Bahkan, usai pernyataan Sri Mulyani tersebut, Direktorat Jenderal (Ditjen) Pajak menyatakan akan memberikan pemahaman kepada masyarakat melalui sosialisasi dan edukasi terkait dampak kenaikan PPN menjadi 12%. Ditjen Pajak tidak menampik belakangan terjadi gelombang penolakan rencana penerapan kebijakan tersebut.
Hanya saja, Dwi Astuti meyakini dampak kenaikan tarif PPN nantinya akan dirasakan oleh masyarakat. Pemerintah, klaimnya, akan mengembalikan hasil kenaikan tarif PPN ke masyarakat melalui berbagai program kesejahteraan.

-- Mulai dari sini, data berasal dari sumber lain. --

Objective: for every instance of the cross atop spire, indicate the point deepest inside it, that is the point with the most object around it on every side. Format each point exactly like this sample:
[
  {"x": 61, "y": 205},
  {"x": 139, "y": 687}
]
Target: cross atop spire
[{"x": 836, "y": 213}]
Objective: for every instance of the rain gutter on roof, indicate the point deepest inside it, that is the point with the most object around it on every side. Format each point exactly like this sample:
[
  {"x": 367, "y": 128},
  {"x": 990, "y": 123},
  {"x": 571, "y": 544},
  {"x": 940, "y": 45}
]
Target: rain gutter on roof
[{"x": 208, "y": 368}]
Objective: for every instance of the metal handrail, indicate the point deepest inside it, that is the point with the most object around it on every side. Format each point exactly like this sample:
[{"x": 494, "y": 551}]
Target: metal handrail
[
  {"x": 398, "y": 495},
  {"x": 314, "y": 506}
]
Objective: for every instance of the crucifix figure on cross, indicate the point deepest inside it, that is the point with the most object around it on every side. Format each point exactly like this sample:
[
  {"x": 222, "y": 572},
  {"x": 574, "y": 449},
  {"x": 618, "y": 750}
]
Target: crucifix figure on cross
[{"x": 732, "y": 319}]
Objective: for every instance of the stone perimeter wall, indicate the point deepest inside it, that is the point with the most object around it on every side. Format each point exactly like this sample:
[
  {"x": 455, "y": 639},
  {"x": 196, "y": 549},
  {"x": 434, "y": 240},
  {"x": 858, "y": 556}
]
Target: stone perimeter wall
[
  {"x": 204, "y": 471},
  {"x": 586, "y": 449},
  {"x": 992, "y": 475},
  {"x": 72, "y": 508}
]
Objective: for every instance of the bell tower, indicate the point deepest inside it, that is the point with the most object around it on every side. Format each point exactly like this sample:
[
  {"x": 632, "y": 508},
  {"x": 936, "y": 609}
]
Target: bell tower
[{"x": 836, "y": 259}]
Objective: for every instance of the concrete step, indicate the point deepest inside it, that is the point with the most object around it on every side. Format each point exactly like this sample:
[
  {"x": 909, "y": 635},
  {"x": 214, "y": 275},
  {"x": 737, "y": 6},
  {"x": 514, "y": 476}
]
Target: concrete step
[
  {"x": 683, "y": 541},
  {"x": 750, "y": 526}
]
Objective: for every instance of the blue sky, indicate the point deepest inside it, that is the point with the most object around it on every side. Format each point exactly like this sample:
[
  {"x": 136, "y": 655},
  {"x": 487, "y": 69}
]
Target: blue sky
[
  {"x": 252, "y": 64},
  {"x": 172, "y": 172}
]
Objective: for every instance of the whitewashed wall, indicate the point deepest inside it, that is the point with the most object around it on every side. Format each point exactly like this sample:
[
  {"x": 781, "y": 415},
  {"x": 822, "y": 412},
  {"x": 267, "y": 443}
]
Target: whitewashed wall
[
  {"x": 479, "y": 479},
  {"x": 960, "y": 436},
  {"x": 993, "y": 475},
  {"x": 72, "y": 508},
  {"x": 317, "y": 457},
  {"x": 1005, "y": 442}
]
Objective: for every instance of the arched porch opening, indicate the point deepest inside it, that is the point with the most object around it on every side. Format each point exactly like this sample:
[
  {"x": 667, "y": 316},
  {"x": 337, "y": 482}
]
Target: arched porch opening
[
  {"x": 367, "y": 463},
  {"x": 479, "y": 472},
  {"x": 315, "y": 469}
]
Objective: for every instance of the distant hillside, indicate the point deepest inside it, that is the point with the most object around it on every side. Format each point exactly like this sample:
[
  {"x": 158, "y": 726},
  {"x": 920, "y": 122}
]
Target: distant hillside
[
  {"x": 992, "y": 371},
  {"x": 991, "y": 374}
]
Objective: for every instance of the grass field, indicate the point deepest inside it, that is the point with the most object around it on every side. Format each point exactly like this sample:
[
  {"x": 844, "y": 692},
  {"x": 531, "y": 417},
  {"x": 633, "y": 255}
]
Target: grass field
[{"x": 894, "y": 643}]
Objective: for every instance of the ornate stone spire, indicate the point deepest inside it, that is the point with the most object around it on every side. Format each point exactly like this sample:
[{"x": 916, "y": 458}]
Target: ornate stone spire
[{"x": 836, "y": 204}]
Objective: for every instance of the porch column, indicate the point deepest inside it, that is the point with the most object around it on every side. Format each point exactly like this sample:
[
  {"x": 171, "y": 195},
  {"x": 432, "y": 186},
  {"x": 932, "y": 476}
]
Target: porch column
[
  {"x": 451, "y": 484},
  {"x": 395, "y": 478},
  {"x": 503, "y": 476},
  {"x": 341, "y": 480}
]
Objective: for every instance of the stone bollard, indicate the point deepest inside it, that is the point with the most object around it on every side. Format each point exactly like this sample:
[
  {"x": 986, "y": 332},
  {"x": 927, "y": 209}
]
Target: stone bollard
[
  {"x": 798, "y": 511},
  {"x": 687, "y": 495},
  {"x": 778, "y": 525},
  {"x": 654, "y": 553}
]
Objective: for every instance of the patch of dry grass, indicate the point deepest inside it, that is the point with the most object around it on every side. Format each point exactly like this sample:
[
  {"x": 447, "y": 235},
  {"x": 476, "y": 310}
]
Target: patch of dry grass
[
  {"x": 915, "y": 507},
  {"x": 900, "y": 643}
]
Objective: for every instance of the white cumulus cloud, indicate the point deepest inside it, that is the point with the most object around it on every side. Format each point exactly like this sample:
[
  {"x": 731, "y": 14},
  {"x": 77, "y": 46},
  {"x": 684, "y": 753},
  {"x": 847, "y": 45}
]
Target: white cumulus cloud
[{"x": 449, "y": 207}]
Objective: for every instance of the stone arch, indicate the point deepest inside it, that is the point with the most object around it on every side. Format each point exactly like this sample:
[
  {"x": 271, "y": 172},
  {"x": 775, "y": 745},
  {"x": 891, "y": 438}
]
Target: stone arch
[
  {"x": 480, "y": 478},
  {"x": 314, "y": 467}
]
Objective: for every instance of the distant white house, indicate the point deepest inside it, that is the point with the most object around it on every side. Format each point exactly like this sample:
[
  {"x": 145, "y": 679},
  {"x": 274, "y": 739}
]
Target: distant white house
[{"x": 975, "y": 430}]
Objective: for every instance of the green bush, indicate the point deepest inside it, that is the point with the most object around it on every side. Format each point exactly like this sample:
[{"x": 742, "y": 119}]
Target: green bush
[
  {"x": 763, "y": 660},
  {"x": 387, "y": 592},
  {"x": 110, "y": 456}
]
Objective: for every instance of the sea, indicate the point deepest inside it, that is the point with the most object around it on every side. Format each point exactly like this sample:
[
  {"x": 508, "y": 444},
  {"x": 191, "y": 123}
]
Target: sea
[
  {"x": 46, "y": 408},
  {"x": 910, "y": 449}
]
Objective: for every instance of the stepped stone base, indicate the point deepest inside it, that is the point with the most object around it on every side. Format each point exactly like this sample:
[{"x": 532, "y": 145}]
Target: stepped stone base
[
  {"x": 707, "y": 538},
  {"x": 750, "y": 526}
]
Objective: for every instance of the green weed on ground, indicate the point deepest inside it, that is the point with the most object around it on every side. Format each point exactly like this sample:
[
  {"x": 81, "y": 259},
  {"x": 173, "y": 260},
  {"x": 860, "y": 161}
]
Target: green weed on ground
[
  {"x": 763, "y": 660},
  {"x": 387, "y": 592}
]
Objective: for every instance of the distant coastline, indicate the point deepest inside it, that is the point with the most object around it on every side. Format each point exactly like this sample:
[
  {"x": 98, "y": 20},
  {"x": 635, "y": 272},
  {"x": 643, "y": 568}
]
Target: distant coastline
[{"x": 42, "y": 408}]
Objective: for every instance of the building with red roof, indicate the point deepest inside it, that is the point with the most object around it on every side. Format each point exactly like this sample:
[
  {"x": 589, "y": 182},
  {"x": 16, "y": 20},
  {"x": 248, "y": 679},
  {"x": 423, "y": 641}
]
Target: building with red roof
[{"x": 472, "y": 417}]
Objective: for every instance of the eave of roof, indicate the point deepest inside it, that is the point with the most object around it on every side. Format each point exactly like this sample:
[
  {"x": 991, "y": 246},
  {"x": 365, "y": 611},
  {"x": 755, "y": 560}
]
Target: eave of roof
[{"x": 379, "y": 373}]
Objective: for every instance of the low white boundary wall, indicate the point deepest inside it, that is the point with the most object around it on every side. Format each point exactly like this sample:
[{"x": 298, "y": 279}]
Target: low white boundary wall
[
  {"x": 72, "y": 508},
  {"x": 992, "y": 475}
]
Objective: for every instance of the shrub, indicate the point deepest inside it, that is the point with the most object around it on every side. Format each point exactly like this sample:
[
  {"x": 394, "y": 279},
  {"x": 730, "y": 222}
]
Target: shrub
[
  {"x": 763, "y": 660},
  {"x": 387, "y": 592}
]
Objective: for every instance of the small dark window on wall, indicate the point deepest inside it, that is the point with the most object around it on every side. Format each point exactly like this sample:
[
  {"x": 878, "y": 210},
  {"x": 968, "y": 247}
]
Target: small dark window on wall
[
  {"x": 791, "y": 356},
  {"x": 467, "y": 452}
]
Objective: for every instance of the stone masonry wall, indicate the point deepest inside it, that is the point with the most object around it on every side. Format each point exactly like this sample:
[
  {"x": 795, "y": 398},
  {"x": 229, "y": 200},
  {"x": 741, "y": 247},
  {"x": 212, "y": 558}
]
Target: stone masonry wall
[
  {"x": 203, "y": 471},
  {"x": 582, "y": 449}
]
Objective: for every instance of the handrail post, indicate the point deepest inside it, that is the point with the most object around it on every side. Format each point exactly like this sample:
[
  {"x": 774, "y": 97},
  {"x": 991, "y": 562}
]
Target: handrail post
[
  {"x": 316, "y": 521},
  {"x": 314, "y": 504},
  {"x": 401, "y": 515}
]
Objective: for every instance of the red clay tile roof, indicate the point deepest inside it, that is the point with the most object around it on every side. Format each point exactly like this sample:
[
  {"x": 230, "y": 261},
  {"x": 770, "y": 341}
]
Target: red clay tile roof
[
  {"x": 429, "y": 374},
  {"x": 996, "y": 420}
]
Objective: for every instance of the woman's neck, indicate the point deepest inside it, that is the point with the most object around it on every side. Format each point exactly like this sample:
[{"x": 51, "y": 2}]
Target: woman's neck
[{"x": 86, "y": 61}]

"Upaya-upaya penyejahteraan tersebut antara lain melalui pemberian Bantuan Langsung Tunai [BLT], Program Keluarga Harapan [PKH], Kartu Sembako, Program Indonesia Pintar [PIP], Kartu Indonesia Pintar [KIP] Kuliah, subsidi listrik, subsidi LPG 3 kg, subsidi BBM, dan subsidi pupuk," kata Dwi kepada Bisnis, Jumat (22/11/2024).
Tidak lama berselang, arah perbincangan kembali berbalik: pemerintah kembali memberi sinyal penundaan. Ketua Dewan Ekonomi Nasional (DEN) Luhut Binsar Pandjaitan blak-blakan kemungkinan besar pemerintah akan menunda penerapan kenaikan tarif PPN.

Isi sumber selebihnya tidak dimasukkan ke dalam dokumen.